Adão e Julieta viviam na Ribeira do Porto, terra que os viu nascer e da qual conheciam cada recanto, cada escadaria, cada ruela escondida. Foi no Barredo que se conheceram, foi lá que deram o primeiro beijo, foi lá que juntaram os trapos e traçaram planos.
Naquele dia de Dezembro a vida deu duas voltas. Ou melhor, três.
Os planos para a chegada do bebé já estavam feitos e a ordem caseira estaria organizada. Quem ia dormir onde, como se iria organizar o espaço do quarto alugado onde moravam. Mas o destino quis que os projectos fossem por água abaixo e, de repente, viram-se com cinco crianças e sem um tecto que os albergasse.

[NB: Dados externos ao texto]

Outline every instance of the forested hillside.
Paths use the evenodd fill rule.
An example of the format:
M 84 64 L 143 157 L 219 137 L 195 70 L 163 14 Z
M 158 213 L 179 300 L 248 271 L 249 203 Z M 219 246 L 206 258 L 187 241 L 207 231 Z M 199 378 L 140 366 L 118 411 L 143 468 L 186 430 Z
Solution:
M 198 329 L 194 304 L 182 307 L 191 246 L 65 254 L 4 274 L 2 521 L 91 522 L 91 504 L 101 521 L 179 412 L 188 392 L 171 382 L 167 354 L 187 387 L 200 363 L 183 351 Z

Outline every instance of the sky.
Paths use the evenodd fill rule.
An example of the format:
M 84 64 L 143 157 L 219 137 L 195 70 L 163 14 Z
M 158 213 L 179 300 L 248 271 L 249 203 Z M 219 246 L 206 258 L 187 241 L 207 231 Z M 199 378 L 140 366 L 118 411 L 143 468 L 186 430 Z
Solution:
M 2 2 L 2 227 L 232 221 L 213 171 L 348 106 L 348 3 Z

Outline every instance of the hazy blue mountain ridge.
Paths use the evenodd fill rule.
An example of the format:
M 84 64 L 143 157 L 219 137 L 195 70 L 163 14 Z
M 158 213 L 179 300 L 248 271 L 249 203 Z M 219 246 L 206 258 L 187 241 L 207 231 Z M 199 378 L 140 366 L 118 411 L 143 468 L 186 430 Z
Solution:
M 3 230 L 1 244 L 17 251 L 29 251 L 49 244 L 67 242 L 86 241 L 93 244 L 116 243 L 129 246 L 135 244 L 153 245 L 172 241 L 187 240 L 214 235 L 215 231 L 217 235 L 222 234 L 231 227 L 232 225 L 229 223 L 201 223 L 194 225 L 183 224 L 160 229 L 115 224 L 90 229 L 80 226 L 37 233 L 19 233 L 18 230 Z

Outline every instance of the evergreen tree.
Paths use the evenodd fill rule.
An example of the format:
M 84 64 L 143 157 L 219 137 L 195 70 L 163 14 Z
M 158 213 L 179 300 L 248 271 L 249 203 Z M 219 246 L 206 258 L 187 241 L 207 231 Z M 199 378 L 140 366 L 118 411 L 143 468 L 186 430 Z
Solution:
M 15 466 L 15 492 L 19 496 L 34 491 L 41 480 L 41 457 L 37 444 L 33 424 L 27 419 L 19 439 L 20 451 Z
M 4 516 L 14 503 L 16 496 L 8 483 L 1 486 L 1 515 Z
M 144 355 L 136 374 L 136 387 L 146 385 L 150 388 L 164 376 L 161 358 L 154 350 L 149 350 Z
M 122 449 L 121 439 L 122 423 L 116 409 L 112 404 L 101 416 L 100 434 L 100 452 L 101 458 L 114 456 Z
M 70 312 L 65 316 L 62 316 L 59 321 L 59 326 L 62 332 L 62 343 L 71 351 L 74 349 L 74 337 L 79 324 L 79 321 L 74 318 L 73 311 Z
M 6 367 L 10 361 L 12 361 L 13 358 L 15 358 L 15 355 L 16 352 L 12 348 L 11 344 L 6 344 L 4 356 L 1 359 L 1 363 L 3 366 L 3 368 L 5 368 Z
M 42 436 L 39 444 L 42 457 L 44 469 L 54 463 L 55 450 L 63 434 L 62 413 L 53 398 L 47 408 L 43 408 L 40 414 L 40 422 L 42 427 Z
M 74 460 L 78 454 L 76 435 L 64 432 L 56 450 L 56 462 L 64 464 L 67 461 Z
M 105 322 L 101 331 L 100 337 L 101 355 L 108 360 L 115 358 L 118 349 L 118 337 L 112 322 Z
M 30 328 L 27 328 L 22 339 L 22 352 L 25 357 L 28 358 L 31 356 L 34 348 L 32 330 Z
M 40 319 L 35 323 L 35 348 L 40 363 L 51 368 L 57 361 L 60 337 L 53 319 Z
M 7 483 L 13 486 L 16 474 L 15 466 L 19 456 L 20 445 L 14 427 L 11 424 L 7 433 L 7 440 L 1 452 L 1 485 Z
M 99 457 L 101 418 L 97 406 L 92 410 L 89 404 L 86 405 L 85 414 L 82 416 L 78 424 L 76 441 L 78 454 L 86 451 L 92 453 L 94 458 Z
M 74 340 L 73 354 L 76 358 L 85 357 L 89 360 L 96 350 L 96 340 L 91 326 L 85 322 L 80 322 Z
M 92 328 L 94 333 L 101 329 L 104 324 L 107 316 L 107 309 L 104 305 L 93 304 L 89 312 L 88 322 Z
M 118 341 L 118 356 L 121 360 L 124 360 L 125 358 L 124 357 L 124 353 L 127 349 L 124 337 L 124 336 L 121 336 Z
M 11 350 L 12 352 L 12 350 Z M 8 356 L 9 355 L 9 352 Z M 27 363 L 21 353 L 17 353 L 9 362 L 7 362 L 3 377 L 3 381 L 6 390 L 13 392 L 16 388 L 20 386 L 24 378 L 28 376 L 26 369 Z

“Nós já tínhamos ouvido dizer que o novo bairro, ali para os lados do Fluvial, era destinado às pessoas do Barredo”. E ouviram bem. Depois da tragédia, a câmara decidiu alojá-los no Aleixo, ainda as obras não tinham terminado. Foram a primeira família a entrar no bairro que agora está em risco de ser demolido e a dar lugar a um empreendimento de luxo. Foram os primeiros a usufruir da magnífica paisagem que deixa ver os barcos no rio, os eléctricos na marginal e os pescadores na Afurada. “Nunca tive uma casa tão boa como aquela”, confessa o patriarca da família Cunha.